When establishing effective monitoring strategies for an asset or system, it is important to consider the time that it takes for an identified failure mode to progress from its first possible detection to functional failure of the asset or system.  EXAMPLE: For typical wear out of a rolling element bearing, the deteriorating bearing condition can often be detected for a few months until the bearing finally fails.  With such a long failure cycle, it may be appropriate to monitor the bearing by taking monthly vibration measurements.

The figure below shows that the P-F interval, which is the interval between the occurrence of a potential failure (P) and the decay into a functional failure (F).  Time (on the x-axis) can be measured in seconds, minutes, days, months or years.  There may be many different failure modes for an asset and hence many failure cycles which demand different strategies to address each asset effectively. One key here is to understand what the desired P to F interval for your specific class, subclass of asset and most importantly asset criticality. We will talk about Criticality in an upcoming blog.  Understanding this is key to applying the right mitigation controls based upon the failure modes and the failure cycles. This introduces the concept of enabling proper planning and strategy optimization.
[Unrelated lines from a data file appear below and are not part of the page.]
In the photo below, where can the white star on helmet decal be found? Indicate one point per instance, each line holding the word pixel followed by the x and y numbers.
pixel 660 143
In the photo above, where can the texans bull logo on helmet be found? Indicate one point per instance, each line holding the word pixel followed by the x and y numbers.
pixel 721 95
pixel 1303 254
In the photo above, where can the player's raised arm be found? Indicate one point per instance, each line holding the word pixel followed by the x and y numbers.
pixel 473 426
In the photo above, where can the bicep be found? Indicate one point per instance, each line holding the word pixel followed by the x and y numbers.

Note: Functional failure simply means that the system is no longer capable of performing its intended function.  For example, a pump that is required to produce 100 gpm flow at 200 psi discharge pressure is considered to have functionally failed if it can only produce 90 gpm at 200 psi.

Today, the top performers in industry are deploying more effective maintenance strategies, supported by technologies, resources, sound procedures with continuous optimization to keep their assets performing high on the P-F curve and delivering business value.